How many kids have a putting green on their front lawn?

Matty’s did.

And while he taught Jim how to play golf, he passed down a more precious gift to his No. 1 son.

The kid became a sportswriter.

“I’d have to write and my dad would be looking over my shoulder,” Jim recalled of his early days as a scribe-in-training. “That was more pressure than actually going to the game and figuring out what I had to ask to write the story.”

Of course, when you eventually get the stamp of approval from Matty, you know you’re on your way.

The man, simply, was never boring in print.

With Matty, a receiver didn’t make great catches, he made catches he had no business making. He wasn’t wide open, he had enough time to make a speech before the ball came down.

A player didn’t punch another, he played the tom-toms on him. A quarterback didn’t get good protection, he had enough time to scribble the recipe for meat loaf on the football.

I’d even eat up his annual Christmas column, which began with “Merry Christmas to...” and ended with a few hundred names.

And to think, after serving two years in the navy, it took Matty a few months to work up the nerve to go to the Trib to ask for a job in 1946.

“The job he had (before that), they fired him,” the LGIW said. “He worked in an office, pushing a pencil. And you know that wasn’t Jack.”

No, he wasn’t at home unless he was at a game, talking to players and coaches, then banging away at his manual typewriter, where that day’s clack-clack-clack would become the next day’s must-read.

As a sports editor, I imagine he could be intimidating to the young writers.

Word is he never chewed them out, though. At least, not so they heard it.

“But, boy, did he write nasty notes,” the LGIW said. “He was a writer right to his fingertips.”

As passionate as he was about the Bombers, curling was “the love of his life.”

“It was a tossup who he loved more — me or his job,” Peggy cracked. “Sometimes I thought it was his job. He got up in the morning wanting to go to work. He was the only person I knew who wanted his holiday to end so he could go back to work.”
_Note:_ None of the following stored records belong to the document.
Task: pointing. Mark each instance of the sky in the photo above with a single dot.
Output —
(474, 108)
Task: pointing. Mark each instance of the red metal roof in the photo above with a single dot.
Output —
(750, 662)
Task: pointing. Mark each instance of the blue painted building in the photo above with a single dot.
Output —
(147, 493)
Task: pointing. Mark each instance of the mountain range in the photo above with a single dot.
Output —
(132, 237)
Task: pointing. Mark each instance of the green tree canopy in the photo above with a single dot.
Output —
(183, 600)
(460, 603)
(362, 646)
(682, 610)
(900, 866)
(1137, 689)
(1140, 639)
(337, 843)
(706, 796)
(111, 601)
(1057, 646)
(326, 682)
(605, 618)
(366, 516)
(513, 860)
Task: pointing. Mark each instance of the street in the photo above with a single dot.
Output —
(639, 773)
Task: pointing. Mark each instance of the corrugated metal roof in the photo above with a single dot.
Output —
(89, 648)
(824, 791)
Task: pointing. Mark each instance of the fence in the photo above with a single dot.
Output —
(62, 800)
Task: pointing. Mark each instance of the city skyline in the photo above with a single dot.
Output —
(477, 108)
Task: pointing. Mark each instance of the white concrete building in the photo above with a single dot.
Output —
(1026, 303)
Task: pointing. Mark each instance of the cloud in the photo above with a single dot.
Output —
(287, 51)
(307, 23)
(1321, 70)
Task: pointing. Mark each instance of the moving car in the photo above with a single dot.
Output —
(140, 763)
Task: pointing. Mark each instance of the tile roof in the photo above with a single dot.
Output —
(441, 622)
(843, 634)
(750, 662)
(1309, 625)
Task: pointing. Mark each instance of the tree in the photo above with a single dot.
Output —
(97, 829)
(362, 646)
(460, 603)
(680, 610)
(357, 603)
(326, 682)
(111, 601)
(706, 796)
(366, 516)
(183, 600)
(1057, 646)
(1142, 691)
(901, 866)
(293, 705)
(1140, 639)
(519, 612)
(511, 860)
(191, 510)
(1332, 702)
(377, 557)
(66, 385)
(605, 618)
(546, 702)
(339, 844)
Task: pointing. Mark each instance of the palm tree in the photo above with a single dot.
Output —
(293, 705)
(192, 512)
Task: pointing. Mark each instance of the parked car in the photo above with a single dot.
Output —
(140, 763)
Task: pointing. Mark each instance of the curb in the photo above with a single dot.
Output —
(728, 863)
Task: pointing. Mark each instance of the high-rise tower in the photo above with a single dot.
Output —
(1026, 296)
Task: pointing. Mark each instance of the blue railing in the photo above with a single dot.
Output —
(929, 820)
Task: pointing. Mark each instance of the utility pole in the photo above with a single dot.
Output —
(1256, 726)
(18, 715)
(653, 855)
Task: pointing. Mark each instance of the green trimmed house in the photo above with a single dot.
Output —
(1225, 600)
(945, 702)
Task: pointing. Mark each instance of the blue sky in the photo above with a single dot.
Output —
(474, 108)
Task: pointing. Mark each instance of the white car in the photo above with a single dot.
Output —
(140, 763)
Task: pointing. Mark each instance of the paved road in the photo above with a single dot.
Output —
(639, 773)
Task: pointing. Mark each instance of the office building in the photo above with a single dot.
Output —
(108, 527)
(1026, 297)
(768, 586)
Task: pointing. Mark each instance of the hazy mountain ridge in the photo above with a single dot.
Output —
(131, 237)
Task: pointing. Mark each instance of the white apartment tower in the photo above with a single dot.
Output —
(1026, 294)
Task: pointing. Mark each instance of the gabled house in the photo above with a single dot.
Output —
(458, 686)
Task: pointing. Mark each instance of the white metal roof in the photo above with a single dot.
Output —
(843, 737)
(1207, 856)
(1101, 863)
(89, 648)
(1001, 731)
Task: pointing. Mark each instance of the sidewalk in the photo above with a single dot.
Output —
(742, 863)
Lucky for us. Because a day without Matty in the Trib was a day you should have hung onto your 25 cents.

It turns out Matty had his own inspiration as a kid, huddling around the radio for Hockey Night In Canada broadcasts. He’d listen to Foster Hewitt, then write the story — at nine or 10 years old.

Even then, it was all about the words.

“He didn’t read comic books,” the LGIW said. “He read the dictionary.”

Don’t kid yourself, though. Matty knew how to have fun. If it wasn’t singing around the piano, it was with a drink and a cigar in a smoky hotel room, preferably during Brier or Grey Cup week.

“Or the hospitality suite,” said Jim.

Usually with his wife at his side.

Peggy often travelled with her husband, making it to 39 Grey Cups. No wonder he called her the LGIW.

“We’ve had a good 63 years,” she said.

What she and the kids wouldn’t give, though, for one more hour of lucidity. One more chance to say a few words to the man whose life was words.

And if they got that chance, which ones would they choose?

“Just that I love him,” Jim managed.

If you feel compelled to contact the family, they ask you don’t call or visit.

Write some words down on paper, and send it their way, instead.

Matty, no doubt, would prefer it that way.

1 comment:

  1. I used to read Jack Matheson's column, too, as soon as I got home from delivering the Trib ... and sometimes before I finished my deliveries.